A most interesting and well illustrated talk delivered in an accessible way.
Aspects of the flora of Turkey by Tony Rymer
Tony had visited Turkey in March/April several times, both independently and with a number of AGS groups.
Much of Turkey is very mountainous and his talk illustrated the flowers seen in both the SW and NE mountainous parts of this very large country and the Anatolia area. The rocks are principally limestone, some of which has been metamorphosed to marble. The southern areas share some of their plants with the northern Aegean Greek islands, but many plants are confined to Turkey and other nearby mainland countries. These include a large number of “special” plants of great interest for alpine house cultivation and the show bench. These included a number of iris including oncoyclus and juno types which make stunning photographic subjects. Also numerous fritillaries, cyclamen, gaga, crocus, colchicum, anemones, tulips, muscari, scilla, hyacinthella and orchids.
It was very interesting to see so many of these special plants growing and photographed in their natural habitat.
Primulas; Sowing, Growing and Showing by Jim Almond
There was a full house for the return of Jim Almond to the Group who gave one of his
characteristic humorous talks, packed full of useful information.
Store in a refrigerator at 4C for up to 10 years.
Use clean plastic pots
Label and keep records.
Use a copper fungicide in the water when sowing.
Compost JI2 1 part – sharp sand 1 part – Perlite or vermiculite 1 part
Top dress with grit and sow on the grit, don’t bury the seed.
Sow in winter.
Prick out when big enough to handle easily, not too small.
Be careful when watering.
Protect from slugs.
Use clean clay pots.
Keep cool and moist.
Remove tired leaves and flowers.
Annually repot into slightly larger pot in spring.
Check for pests and diseases, vine weevil, red spider and root aphis particularly.
Always use clean pots and good labels.
Remove all imperfect material.
Many examples of good show plants and varieties were shown.
Jim then continued to talk about plants in the garden with lots of growing tips and plants around the world.

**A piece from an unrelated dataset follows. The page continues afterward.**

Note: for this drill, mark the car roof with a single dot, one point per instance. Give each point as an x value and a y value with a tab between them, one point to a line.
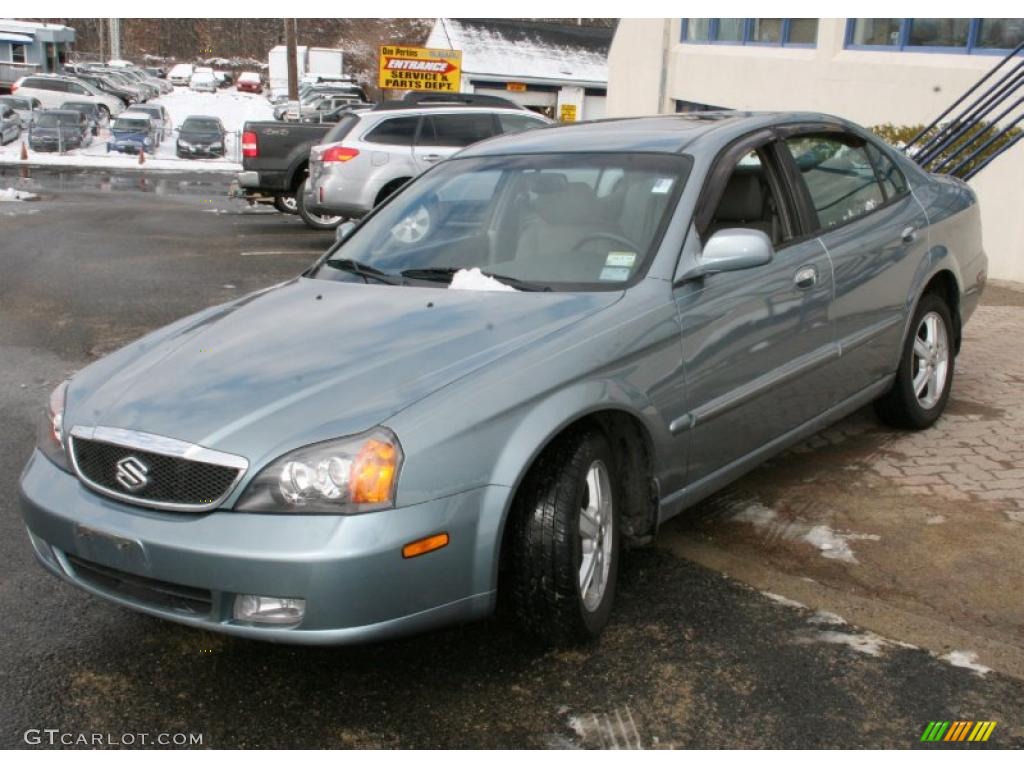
665	133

A very informative and entertaining evening.
AGM and Members Evening
Due to the lengthy discussion that followed the AGM about the AGS’s suggestion the Society’s name might be changed to make it more appealing there was only time for one member’s talk.
Bob Taylor gave a beautifully illustrated talk on one of his passions – auriculas, covering, growing in the wild, appearances in art, classifications, growing and displaying.
Two colour forms of Iris suaveolens photographed on Mount Ambelos Samos Grece at around 1000m on marble rocks by Inga Filmer. A pan of the yellow form was awarded a Farrar Medal at the Midland show in 2013 for Rannveig and Bob Wallis. It is pictured on the Ags webite.